Issue Date: August 25, 2008
Nanogold Oxidizes Alone
SHRINK GOLD nanoparticles down to a mere 1.4 nm in diameter and they can catalyze selective oxidation reactions without the help of support materials or additives that are normally required, according to a new study.
Gold has long been known to have size-dependent catalytic activity: The metal is inert in bulk, whereas gold nanoparticles 3 to 5 nm in diameter can catalyze a variety of reactions. But those larger nanoparticles require the addition of H2 or peroxide species to drive the reaction, or an electronic interaction with a support material such as titanium dioxide.
A group led by Richard M. Lambert, a chemistry professor at Cambridge University, has now reported that 55-atom gold clusters supported on inert material can catalyze the reaction of O2 with styrene to produce styrene oxide without the need for additives (Nature 2008, 454, 981).
Getting rid of additives makes the system more environmentally friendly. The particles likely adsorb and dissociate O2 into individual O atoms on the surface of the clusters. Then the O atoms initiate the reaction with styrene, Lambert says. Oxygenated hydrocarbons, in particular epoxides such as styrene oxide, are used in a variety of commercial chemical applications.
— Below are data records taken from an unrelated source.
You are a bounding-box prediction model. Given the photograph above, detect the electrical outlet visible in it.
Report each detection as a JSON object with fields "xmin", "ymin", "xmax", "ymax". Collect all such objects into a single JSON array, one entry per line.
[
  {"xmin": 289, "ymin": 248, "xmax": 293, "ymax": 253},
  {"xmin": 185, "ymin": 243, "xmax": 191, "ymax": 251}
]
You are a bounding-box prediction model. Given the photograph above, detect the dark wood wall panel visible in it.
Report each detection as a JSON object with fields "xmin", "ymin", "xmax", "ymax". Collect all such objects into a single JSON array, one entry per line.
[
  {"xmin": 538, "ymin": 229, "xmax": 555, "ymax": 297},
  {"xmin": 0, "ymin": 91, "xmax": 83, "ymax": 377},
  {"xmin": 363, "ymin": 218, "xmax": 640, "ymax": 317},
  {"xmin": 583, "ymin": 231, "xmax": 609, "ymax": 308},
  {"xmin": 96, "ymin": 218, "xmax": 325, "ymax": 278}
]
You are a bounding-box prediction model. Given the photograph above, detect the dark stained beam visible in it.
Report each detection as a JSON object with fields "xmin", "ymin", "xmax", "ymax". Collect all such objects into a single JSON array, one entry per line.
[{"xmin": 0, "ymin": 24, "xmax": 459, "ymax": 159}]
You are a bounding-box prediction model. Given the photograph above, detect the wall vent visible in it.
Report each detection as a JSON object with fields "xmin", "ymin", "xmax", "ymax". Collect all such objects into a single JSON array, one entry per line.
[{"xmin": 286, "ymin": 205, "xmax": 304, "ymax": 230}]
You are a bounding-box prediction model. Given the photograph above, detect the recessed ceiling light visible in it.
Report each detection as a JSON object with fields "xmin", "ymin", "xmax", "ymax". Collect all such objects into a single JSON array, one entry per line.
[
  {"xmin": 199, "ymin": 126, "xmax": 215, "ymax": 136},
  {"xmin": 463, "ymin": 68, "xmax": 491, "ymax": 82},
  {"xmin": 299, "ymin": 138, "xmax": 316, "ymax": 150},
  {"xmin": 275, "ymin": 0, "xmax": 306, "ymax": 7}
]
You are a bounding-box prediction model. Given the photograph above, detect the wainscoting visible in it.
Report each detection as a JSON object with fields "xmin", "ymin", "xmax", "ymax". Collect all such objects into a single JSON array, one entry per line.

The use of cluster chemistry to prepare the catalysts seems to be "a convenient and direct route to produce particles too small to be easily synthesized by conventional preparation methods," says D. Wayne Goodman, a chemistry professor at Texas A&M University, in a commentary accompanying the report. He adds that the cluster particles conform to a very narrow and reproducible size distribution, unlike the products of traditional catalyst preparation.
The cluster-based system could also be extended to other metals or other classes of reactions, including the industrially important epoxidation of propylene, Lambert says. "Going down to such small particle sizes could also trigger other kinds of unexpected chemistry," he adds, referencing single-crystal studies in which reactions are sensitive to the geometry of crystal surfaces.